The ruling also sends a signal to civil society and voters: electoral rules are not malleable instruments of administrative discretion. They are legal commitments that bind the referee as much as the players. In a polity where trust in electoral institutions remains fragile, this signaling effect is valuable.
*INEC’s Appeal and the Path Forward*
INEC’s right to appeal is unquestionable. Appellate review will clarify whether the High Court’s interpretation of the Electoral Act is correct and whether INEC possesses any residual power to set earlier deadlines for administrative purposes. The appellate courts will also address whether the May 10 deadline violates any provision of the Act or merely represents a reasonable implementation measure.
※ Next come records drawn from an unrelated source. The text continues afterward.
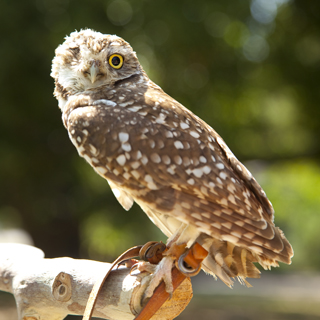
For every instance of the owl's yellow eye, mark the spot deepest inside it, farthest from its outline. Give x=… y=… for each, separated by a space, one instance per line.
x=116 y=61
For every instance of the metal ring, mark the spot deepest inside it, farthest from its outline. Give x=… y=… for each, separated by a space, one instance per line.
x=184 y=268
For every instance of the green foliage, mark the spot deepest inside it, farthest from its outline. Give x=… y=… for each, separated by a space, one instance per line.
x=248 y=68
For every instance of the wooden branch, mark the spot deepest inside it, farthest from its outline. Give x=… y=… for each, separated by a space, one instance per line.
x=53 y=288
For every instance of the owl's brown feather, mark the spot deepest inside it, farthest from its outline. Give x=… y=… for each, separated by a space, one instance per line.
x=158 y=153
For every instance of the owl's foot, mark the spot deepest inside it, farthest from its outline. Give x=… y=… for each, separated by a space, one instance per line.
x=159 y=272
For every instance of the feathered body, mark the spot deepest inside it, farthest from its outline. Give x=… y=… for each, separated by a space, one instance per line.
x=154 y=151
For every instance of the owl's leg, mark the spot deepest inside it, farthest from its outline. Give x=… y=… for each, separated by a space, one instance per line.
x=177 y=244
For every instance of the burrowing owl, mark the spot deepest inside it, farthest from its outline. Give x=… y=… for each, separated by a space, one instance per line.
x=154 y=151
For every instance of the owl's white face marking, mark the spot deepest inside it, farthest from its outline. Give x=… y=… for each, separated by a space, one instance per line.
x=83 y=63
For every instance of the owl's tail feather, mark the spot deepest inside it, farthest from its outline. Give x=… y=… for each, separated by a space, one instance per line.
x=228 y=261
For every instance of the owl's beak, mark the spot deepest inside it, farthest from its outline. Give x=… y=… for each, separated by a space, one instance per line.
x=94 y=70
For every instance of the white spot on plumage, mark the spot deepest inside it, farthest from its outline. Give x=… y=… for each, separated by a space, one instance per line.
x=197 y=172
x=203 y=159
x=136 y=174
x=177 y=160
x=178 y=144
x=196 y=216
x=106 y=102
x=150 y=182
x=144 y=160
x=121 y=160
x=223 y=175
x=194 y=134
x=123 y=137
x=155 y=158
x=220 y=166
x=183 y=125
x=126 y=147
x=171 y=170
x=166 y=159
x=101 y=170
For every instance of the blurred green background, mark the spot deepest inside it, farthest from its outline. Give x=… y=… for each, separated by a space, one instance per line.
x=250 y=69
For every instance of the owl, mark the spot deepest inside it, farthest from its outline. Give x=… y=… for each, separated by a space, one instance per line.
x=154 y=151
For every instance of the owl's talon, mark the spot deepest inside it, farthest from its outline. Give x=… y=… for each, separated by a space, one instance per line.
x=162 y=272
x=185 y=268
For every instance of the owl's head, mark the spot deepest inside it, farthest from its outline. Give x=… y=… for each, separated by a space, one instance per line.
x=89 y=59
How INEC conducts its appeal matters. If the Commission frames its case around statutory interpretation and the practical necessities of election management, it will contribute to jurisprudential clarity. If it frames it as a resistance to judicial oversight, it risks undermining its own legitimacy. A rule of law-compliant INEC, in the Amupitan sense, would approach the appeal with transparency, acknowledging the court’s concerns and offering evidence of how compliance can be achieved without compromising logistics.
Regardless of the appeal’s outcome, INEC has an opportunity to institutionalize rule of law compliance. This could include:
– *Early Stakeholder Engagement*: Consulting parties well before releasing timetables to identify practical challenges and design solutions within statutory limits.
– *Technological Investment*: Developing digital platforms for membership registration and verification that reduce processing time and human error.
– *Legal Review Mechanism*: Establishing an internal unit to review all guidelines and timetables for consistency with the Electoral Act before publication.
– *Public Communication*: Explaining, in accessible terms, the legal basis for its actions and the reasons for any operational constraints.
*Conclusion: Beyond This Case*
The INEC-Youth Party dispute is not an isolated administrative spat. It is a stress test for Nigeria’s commitment to constitutional governance. The rule of law is not self-executing; it requires institutions to internalize its demands and accept its constraints. INEC, as the body entrusted with the conduct of elections, must be the foremost exemplar of this commitment.
“Amupitan: Towards a Rule of Law-Compliant INEC” thus calls for a shift in institutional mindset. It asks INEC to see legality not as a barrier to efficiency, but as the source of its authority. It asks the Commission to treat judicial pronouncements not as irritants, but as guides. And it asks Nigeria’s political class and civil society to demand, consistently, that electoral rules be applied equally and predictably.
If INEC emerges from this litigation with a clearer understanding of its legal boundaries and a renewed dedication to operating within them, the 2027 elections will be better for it. More importantly, Nigeria’s democracy will be better for it. For in the end, an electoral commission that obeys the law does more than manage elections; it sustains the rule of law itself.
Abu Micheal, ANIPR, MNIM, Journalist, Author, Publisher, Editorial Board Member GIMP-Nigeria.